Oral Presentation Australian Diabetes Society and the Australian Diabetes Educators Association Annual Scientific Meeting 2014


Kay Wilhelm 1 2 3 , Jaya Reddy 2 3 , Joanna Crawford 1 3 , Liesbeth Geerligs 1 , Lisa Robins 1 2 , Lesley Campbell 4 , Judy Proudfoot 5
  1. Faces in the Street: Urban Mental Health Research Institute, St Vincent's Hospital, Darlinghurst, NSW, Australia
  2. Consultation-Liaison Psychiatry, St Vincent's Hospital, Sydney, NSW, Australia
  3. School of Psychiatry, University of New South Wales, Sydney, NSW, Australia
  4. Diabetes Services, St Vincent's Hospital, Sydney, NSW, Australia
  5. Black Dog Institute, Sydney, NSW, Australia

Background: There is increasing recognition of the importance of addressing clinical depression in patients with Type 1 or Type 2 diabetes. Depression in people with Type 1 or Type 2 diabetes has been associated with increased blood glucose levels, risks of complications and mortality and poorer self-management of diabetes and quality of life (1).  However, few studies have examined the impact of mild (‘subthreshold’) depression in patients with diabetes.

Aims: This observational study aimed to compare three groups of adults with Type 1 or Type 2 diabetes –  those with i) no symptoms of depression, ii) mild symptoms of depression and iii) moderate-to-severe symptoms of depression – on a range of variables. Specifically, we aimed to compare the three groups on diabetes-related distress, anxiety and somatic symptoms, quality of life and HbA1c.

Method: 244 adults attending two hospital diabetes services in 2007-8 completed self-report measures assessing severity of depression, anxiety, and somatic symptoms (Patient Health Questionnaire), diabetes-related distress (Problem Areas in Diabetes) and quality of life (SF12). Clinical interviews with a psychiatrist examined past and current mental health. HbA1c levels on the day of recruitment were recorded from case notes. Participants were divided into three groups based on the severity of their depression scores on the PHQ-9 self-report measure.
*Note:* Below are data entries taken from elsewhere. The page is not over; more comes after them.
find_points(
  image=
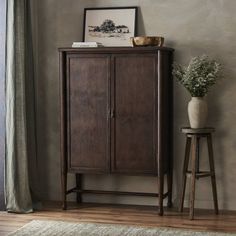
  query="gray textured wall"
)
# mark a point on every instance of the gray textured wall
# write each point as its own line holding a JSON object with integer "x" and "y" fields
{"x": 192, "y": 28}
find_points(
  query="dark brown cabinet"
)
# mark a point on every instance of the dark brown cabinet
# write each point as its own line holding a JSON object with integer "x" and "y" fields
{"x": 116, "y": 115}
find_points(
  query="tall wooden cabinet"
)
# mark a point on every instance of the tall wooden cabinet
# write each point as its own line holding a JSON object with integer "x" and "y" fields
{"x": 116, "y": 115}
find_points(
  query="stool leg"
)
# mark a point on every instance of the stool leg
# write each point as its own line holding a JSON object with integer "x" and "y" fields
{"x": 185, "y": 168}
{"x": 212, "y": 169}
{"x": 193, "y": 176}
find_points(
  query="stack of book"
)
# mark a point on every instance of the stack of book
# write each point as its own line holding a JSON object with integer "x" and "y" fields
{"x": 86, "y": 45}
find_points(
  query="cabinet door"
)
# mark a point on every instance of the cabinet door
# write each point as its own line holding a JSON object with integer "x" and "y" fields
{"x": 134, "y": 129}
{"x": 88, "y": 103}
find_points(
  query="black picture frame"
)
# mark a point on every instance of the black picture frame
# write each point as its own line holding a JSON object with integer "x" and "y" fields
{"x": 121, "y": 24}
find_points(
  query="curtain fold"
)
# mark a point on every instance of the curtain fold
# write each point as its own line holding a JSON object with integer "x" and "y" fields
{"x": 20, "y": 160}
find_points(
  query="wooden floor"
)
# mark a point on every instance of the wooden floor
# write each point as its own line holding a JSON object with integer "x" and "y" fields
{"x": 129, "y": 215}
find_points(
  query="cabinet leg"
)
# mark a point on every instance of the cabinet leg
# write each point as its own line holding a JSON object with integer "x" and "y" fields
{"x": 170, "y": 183}
{"x": 193, "y": 175}
{"x": 64, "y": 189}
{"x": 185, "y": 168}
{"x": 212, "y": 169}
{"x": 79, "y": 187}
{"x": 160, "y": 190}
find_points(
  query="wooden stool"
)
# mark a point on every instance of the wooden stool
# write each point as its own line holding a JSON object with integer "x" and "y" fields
{"x": 192, "y": 143}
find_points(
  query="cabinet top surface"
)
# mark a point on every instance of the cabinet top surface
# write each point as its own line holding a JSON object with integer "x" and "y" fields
{"x": 115, "y": 49}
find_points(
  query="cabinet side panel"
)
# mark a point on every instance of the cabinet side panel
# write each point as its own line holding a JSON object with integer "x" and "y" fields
{"x": 134, "y": 124}
{"x": 89, "y": 131}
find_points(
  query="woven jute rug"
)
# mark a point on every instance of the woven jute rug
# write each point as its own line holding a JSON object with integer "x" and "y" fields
{"x": 61, "y": 228}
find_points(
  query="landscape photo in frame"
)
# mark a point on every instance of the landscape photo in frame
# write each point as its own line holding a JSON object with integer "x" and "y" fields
{"x": 112, "y": 27}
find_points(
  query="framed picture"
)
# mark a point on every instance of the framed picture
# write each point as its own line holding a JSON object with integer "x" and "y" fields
{"x": 112, "y": 27}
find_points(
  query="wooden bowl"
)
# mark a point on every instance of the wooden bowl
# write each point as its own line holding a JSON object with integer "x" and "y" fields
{"x": 142, "y": 41}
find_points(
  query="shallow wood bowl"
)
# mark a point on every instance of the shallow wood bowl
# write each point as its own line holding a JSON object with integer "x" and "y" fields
{"x": 147, "y": 41}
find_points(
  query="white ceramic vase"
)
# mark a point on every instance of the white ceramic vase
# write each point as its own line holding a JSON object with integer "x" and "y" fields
{"x": 197, "y": 112}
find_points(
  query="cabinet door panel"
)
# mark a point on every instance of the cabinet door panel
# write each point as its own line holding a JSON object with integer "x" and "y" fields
{"x": 134, "y": 123}
{"x": 89, "y": 129}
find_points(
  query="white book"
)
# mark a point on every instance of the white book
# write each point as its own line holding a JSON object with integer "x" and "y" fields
{"x": 86, "y": 44}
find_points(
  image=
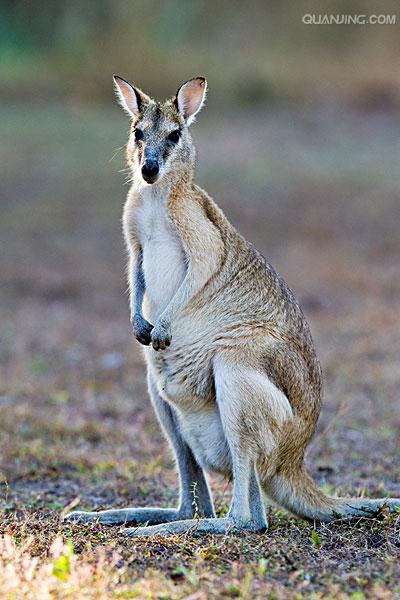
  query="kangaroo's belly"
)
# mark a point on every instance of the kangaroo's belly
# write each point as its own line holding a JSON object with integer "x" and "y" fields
{"x": 164, "y": 271}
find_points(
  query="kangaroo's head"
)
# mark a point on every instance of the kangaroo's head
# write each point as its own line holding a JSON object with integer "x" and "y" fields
{"x": 160, "y": 146}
Results: Compared to those with no symptoms of depression, participants with mild depression had significantly higher levels of diabetes-related distress, anxiety, somatic symptoms and mental-health related quality of life. The ‘moderate-severe depression’ group scored the most severely on each of these measures. The three groups did not differ significantly on HbA1c.

Conclusion:  Even mild depression in patients with Type 1 or Type 2 diabetes is associated with higher levels of diabetes-related distress and anxiety and lower quality of life.  Screening for mild depression, well as clinical depression, may be helpful in diabetes services.